For airport transfers or day trips contact Toon Tours, run by the adorable Toon and his partner. They run various trips around Khanom and farther out to Surat Thani or Khao Sok National Park. Another well-known local agency is Khanom Fishing Tours, attached to Khun Lee’s Restaurant. The name says it all about their packages: dolphin trips, cruising and fishing.
Best time to visit
Khanom has good weather pretty much all year round. The only not so pleasant time is November to mid-December, during the NE monsoon. It is not particularly rainy but rather very windy; it can sometimes create waves as high as 3 meters. Also, the sky is covered in black clouds all day long. Beautiful and very romantic for some people.
The rainy season that affects most of Thailand is not very present in Khanom (June to October). It may sometimes rain for 15 minutes in the afternoon; the sky may be cloudy for half an hour here, but that’s it. The dry season (March-May) is very very dry and takes longer than in other areas.
In 2014, for example, we didn’t have a drop of rain from 7th of January until 14th of April. As a side note, though, Khanom has its microclimate that allows heavy rain to drop at one end of the beach while at the other to be sunny which no chance of a cloud.
For whom is Khanom suitable as a holiday destination
I recommend it to couples, no matter the age, with or without children, in search of peace and quiet, to those who practice kiteboarding.

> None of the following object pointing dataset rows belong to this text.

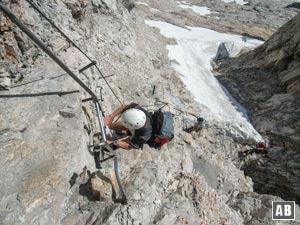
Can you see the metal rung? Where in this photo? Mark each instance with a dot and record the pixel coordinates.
(87, 66)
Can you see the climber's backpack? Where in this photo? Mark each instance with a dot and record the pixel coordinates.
(162, 129)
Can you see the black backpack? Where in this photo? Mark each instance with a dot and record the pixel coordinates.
(162, 129)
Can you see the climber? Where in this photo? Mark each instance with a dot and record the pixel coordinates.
(135, 122)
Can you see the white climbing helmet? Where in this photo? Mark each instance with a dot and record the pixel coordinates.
(133, 118)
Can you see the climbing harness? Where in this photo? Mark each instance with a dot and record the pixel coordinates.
(100, 115)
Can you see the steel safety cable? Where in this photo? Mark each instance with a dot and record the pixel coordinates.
(76, 46)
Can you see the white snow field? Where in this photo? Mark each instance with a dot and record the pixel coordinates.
(202, 11)
(195, 49)
(240, 2)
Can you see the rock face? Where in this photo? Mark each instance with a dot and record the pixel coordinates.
(48, 174)
(267, 81)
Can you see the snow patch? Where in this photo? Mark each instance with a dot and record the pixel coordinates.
(191, 57)
(145, 4)
(203, 11)
(240, 2)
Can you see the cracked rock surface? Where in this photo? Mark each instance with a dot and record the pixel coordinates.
(48, 174)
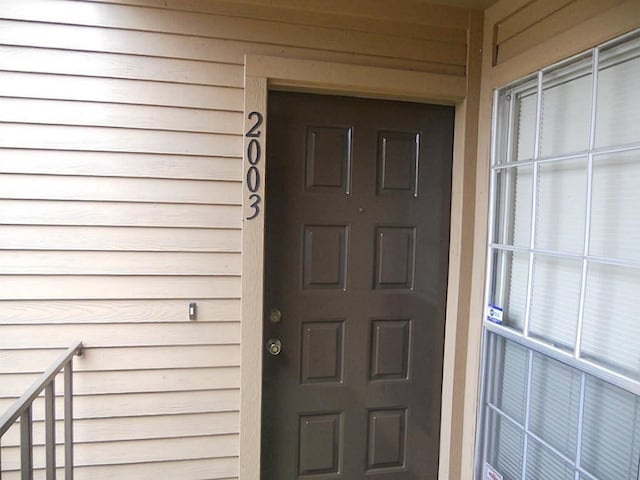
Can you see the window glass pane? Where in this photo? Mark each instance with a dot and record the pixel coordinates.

I wouldn’t recommend it to divers, party animals, shopping addicts and sexual tourists.
A final note: the places I’ve reviewed are the places I’ve visited. There are plenty of other businesses in Khanom (resorts, restaurants, bars, tour agencies) that I might have missed from my review for the logical reason of never having enjoyed their services. This article will be constantly updated.